About 70 people attended the forum including representatives from local government, community health centres, the Victorian Aboriginal Health Service, GenWest, the Department of Health and health services. Among the participants were senior leaders, public health planners, social planners, community engagement specialists, project officers and operational leads, bringing a wide range of experience, expertise and perspectives.
The forum began with presentations from Dr Romanes, Deputy Director Dr Charles Alpren, Divisional Director Kate Cranwell, and Health Promotion and Planning Manager Veronica Graham, who shared WPHU’s vision for prevention and population health in the region. The forum then got hands on, with attendees identifying potential actions for each priority area and thinking about how their organisations might contribute.
Dr Romanes said bringing together the eight local governments (Brimbank, Hobsons Bay, Maribyrnong, Melbourne, Melton, Merri-bek, Moonee Valley and Wyndham) in the catchment was the first important step towards increasing health equity across the catchment.
“Local governments and community health services play a vital role in creating environments that support health and wellbeing, and WPHU is excited to support them in their prevention efforts,” Dr Romanes said.
Health Promotion and Planning Manager Ms Graham said the benefits of working together, using a joined-up approach to the three priority areas, would have a positive and far-reaching flow-on effect for the entire region.
“For instance, if we reduce the consumption of ultra-processed foods by three-year-olds in our catchment by just one serve a day, it could equate to 6.3 million fewer pieces of rubbish a year,” Ms Graham said.
“Achieving this small change has two big benefits: firstly, our children will be healthier and secondly, there will be less pressure on our planet and less rubbish for councils to collect.
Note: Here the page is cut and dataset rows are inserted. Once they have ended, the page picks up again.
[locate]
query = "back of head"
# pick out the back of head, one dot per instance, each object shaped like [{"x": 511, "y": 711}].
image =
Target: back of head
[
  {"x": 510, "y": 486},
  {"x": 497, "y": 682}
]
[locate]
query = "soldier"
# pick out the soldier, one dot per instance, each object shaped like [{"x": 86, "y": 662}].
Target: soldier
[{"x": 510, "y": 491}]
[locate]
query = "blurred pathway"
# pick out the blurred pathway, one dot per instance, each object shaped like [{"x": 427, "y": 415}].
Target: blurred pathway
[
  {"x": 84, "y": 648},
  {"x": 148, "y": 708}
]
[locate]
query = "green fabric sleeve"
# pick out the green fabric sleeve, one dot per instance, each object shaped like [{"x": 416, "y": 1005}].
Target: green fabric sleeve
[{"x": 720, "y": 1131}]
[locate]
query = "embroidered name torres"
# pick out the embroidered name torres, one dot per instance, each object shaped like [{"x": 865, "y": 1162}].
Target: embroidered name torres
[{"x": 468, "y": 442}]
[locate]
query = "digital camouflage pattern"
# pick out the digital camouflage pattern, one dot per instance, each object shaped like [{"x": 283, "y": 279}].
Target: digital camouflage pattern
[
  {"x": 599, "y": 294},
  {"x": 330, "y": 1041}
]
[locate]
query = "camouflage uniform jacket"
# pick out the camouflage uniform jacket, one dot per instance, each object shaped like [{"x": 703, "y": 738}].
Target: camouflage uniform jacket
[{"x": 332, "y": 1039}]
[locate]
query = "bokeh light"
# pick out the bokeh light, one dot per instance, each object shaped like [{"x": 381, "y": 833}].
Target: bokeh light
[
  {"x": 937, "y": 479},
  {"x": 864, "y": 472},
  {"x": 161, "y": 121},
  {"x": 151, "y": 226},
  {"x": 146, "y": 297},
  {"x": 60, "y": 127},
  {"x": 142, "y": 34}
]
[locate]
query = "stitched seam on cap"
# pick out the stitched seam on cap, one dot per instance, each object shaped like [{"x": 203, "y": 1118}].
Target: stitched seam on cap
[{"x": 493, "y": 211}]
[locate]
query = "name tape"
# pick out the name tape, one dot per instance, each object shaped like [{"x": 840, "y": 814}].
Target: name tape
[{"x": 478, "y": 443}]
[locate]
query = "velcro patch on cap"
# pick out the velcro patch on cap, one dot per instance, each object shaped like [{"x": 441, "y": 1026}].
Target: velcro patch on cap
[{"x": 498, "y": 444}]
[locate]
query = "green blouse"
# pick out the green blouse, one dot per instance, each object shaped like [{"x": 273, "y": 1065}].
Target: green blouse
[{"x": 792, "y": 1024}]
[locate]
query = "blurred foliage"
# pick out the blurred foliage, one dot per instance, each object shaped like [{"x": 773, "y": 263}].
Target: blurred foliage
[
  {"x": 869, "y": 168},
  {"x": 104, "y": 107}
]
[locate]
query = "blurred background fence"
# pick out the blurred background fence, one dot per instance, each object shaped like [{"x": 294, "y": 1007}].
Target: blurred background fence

If we did this for children aged 2 to 15, this would equate to a reduction of 82 million fewer pieces of rubbish – just in our catchment alone.”
The feedback from attendees was positive with many commenting on the benefits of connecting and collaborating on their shared goal of improving health outcomes for their communities.
Attendees were invited to join the Prevention Network Collective, which will meet quarterly from June 2023 to drive collaborative action across the three priority areas.